Ensure AWS IAM password policy does not allow password reuse

pwd_policy_reuse

Severity

high

Vendor

AWS

Resource

IAM (AWS Identity and Access Management)

Description

Ensuring that the AWS IAM password policy does not allow password reuse is a best practice that promotes good security hygiene, reduces the risk of unauthorized access, and aligns with various compliance requirements. It is an essential step in maintaining the security and integrity of your AWS environment and protecting your sensitive data and resources.

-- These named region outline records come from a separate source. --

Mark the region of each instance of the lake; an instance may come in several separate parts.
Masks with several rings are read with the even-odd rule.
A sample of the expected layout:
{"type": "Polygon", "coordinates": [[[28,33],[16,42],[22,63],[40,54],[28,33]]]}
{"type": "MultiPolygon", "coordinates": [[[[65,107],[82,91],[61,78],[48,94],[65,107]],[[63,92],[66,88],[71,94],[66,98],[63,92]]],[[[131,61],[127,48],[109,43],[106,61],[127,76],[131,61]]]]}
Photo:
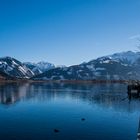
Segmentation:
{"type": "Polygon", "coordinates": [[[0,140],[136,140],[125,84],[0,84],[0,140]]]}

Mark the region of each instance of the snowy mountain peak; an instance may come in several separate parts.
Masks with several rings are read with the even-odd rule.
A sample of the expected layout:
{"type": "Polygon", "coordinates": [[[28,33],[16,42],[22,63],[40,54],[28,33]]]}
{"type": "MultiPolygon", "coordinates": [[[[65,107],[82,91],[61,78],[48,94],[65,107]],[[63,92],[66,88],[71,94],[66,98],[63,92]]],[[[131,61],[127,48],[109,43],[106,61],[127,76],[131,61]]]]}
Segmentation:
{"type": "Polygon", "coordinates": [[[34,73],[12,57],[0,58],[0,71],[17,78],[30,78],[34,73]]]}

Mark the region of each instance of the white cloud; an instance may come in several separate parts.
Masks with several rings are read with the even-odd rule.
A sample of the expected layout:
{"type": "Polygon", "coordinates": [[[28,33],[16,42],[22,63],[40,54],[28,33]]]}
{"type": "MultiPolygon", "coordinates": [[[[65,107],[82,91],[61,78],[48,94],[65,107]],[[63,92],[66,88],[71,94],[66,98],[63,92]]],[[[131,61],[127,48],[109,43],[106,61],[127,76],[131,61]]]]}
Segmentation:
{"type": "Polygon", "coordinates": [[[129,39],[140,39],[140,34],[133,35],[133,36],[129,37],[129,39]]]}

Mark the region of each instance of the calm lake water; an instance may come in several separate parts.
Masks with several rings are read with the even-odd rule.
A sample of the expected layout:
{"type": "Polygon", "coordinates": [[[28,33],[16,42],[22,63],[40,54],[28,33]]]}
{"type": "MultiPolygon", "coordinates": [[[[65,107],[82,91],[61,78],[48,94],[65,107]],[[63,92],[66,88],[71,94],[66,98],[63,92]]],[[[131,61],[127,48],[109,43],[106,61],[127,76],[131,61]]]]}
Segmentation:
{"type": "Polygon", "coordinates": [[[136,140],[139,116],[124,84],[0,84],[0,140],[136,140]]]}

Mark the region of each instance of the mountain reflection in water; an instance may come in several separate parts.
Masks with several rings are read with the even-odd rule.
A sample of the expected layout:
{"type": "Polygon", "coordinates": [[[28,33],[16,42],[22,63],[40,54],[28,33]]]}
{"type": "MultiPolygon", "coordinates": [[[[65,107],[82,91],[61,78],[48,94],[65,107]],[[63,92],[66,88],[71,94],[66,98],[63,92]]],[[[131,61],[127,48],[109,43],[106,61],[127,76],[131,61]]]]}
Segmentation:
{"type": "Polygon", "coordinates": [[[64,83],[9,83],[0,85],[0,103],[16,104],[20,101],[50,101],[55,98],[80,99],[102,108],[116,111],[138,111],[139,99],[129,100],[124,84],[64,84],[64,83]]]}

You can set the number of previous passwords that users are prevented from reusing.

Examples

Buildtime

Terraform

resource "aws_iam_account_password_policy"{
  minimum_password_length        = 15
  require_lowercase_characters   = true
  require_numbers                = true
  require_uppercase_characters   = true
  require_symbols                = true
  allow_users_to_change_password = true    (1)
}

1	There is no password_reuse_prevention value set.

Mitigation / Fix

Buildtime

Terraform

resource "aws_iam_account_password_policy"{
  minimum_password_length        = 15
  require_lowercase_characters   = true
  require_numbers                = true
  require_uppercase_characters   = true
  require_symbols                = true
  allow_users_to_change_password = true
  password_reuse_prevention      = 24 (1)
}

1	Ensure password_reuse_prevention is set to a high value like 24.